Lecture / relecture d’une série de BD, étape trois : Le Château des étoiles d’Alex Alice (et Alex Nikolavitch pour les amusants textes complémentaires). J’aime beaucoup le grand format « journal », qui me semble conforme à la volonté esthétisante un peu exaltée de cet univers. Une rencontre entre le Ludwig de Visconti (film que j’admire ô combien) et une forme non dystopique de steampunk pour une fois, avec une bonne louche de Miyazaki. C’est léger (ça se lit vite) mais beau, une bien jolie distraction, qui se déploie de manière originale dans un imaginaire pourtant déjà énormément exploré. Vivement la suite.

 

PS : Je tiens ce blog depuis 2001, autant dire une éternité en termes de web. Et aujourd’hui je m’aperçois que c’est le 2500e billet que j’y mets en ligne. Fichtre. Diantre.

#2499

Lu hier soir les Métropolis de Lehman & Cie, la BD qu’il a produite à la place du roman qui fut longtemps annoncé pour être un « Ailleurs et demain » et dont il n’est jamais venu à bout.

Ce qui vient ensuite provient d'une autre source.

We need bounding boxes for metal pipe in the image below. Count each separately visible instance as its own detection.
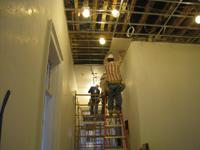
[153,0,182,41]
[69,39,112,42]
[65,8,196,18]
[73,53,106,56]
[113,0,123,37]
[69,30,200,38]
[74,58,103,61]
[149,0,200,5]
[72,46,110,49]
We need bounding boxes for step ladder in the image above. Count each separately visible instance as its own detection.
[102,97,128,150]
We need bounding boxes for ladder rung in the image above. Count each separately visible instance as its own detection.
[105,135,125,139]
[106,124,123,128]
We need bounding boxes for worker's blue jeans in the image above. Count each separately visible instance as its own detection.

Belle lecture mais fin beaucoup trop prévisible, à mon goût, et les dessins sont dans l’ensemble plus « utilitaires » que très esthétiques, je trouve qu’il manque dans toutes les BD sur scénario de Serge Lehman cette dimension esthétique, la beauté du dessin. C‘est intellectuellement séduisant… mais froid, détaché, il manque à la fois la beauté et l’émotion, donc ce sont des œuvres toujours intéressantes, qui me fascinent, mais qui pour moi demeurent toujours un peu « tronquées ».